HaYoung explores the processes by which an image is produced and formed, whether created by hand or by artificial intelligence. They work with the properties of materials—neither liquid, solid nor malleable—and create compositions that resemble clusters of pixels. Metal, glass, latex, silicone and aluminium soften, transform and take shape, like molted skins or shed layers. For *The Life Story of GD*, the artist narrates the story of the Google Dinosaur in search of someone to scratch its navel—an original scar, a blocked orifice. This endless journey through the desert becomes the subject of an existential crisis. By questioning identities that are composed, decomposed and recomposed, they thus explore what is deconstructed, what regenerates and what mutates within the established structures that encircle them like loops. By deconstructing binary computer language, they advocate a discourse situated between 0 and 1. In these gaps, these interstices, HaYoung invents new forms of language, both virtual and organic.

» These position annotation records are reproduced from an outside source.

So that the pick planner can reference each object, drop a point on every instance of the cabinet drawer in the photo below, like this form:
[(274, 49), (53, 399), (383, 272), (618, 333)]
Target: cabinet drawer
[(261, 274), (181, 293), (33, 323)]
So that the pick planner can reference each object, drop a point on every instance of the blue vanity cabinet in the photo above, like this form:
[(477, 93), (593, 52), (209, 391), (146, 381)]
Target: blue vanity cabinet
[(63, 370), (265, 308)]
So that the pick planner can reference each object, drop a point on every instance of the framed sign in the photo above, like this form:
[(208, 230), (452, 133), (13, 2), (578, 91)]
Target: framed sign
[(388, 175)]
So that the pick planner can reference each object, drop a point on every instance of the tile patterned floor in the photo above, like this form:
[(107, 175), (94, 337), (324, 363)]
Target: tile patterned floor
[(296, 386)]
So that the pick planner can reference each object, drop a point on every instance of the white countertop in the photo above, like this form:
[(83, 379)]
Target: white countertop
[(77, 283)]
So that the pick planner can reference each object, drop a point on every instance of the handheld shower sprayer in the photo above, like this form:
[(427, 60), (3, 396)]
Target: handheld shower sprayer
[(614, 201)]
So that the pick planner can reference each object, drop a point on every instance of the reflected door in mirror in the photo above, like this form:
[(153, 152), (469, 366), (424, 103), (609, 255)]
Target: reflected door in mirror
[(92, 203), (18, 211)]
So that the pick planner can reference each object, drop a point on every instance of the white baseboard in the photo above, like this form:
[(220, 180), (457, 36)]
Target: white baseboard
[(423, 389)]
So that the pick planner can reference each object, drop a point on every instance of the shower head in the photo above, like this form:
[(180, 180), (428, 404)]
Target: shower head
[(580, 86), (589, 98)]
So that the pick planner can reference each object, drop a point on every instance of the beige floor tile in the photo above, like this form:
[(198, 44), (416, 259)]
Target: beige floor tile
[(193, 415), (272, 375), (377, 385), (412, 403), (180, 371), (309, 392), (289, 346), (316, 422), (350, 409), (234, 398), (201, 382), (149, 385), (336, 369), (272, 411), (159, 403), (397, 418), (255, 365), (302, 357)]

Sarah Netter works with scraps and leftovers to create two-dimensional or three-dimensional forms. Drawn to what they call ‘gritty patterns’, they disrupt the viewer’s focus with ‘garish’ combinations, layers of ‘cheap’ textures, ‘girly’ shimmer effects and ‘has-been’ graphics. In Sauce, a foot—part sexy, part troll-like—says “grrr”. Clad in a hairy tongue, its toes are covered by a fluorescent pink hood revealing a zip that resembles a smile. From it emanates a voice, smooth and kinky, exploring what is “hot”. Through this play on visual and tactile senses, they deconstruct notions of taste, which reflect categorisations of class, race and gender. By reusing elements from industrial manufacturing, Sarah Netter creates malleable and mutable works, mindful of economic and ecological issues. It is thus through a lack of technicality and hierarchy that they present real and fictional corporealities.
P A T A T I P A T A T A
evokes endless chatter or a stream of words that cannot be deciphered. Taking language, accessibility and untranslatability as their starting points, they detach themselves from signifying elements to invent other imaginaries—neither entirely abstract nor entirely figurative, lost within semantics. They encourage us to rework ways of communicating, drawing on ‘materiality-organicity’, and explore the possible assemblages of multiple corporealities. By focusing their attention on ‘things’ rendered invisible, they give voice to what is hidden and misunderstood.
For HOT POTATOEX, just like mashed potatoes, they mash, blend and mix together, taking turns to pass the hot potato. Rather than seeking unity, and through the notion of embodiment, they seek, in collage, contradiction, error and glitches, in order to reveal the layers and textures.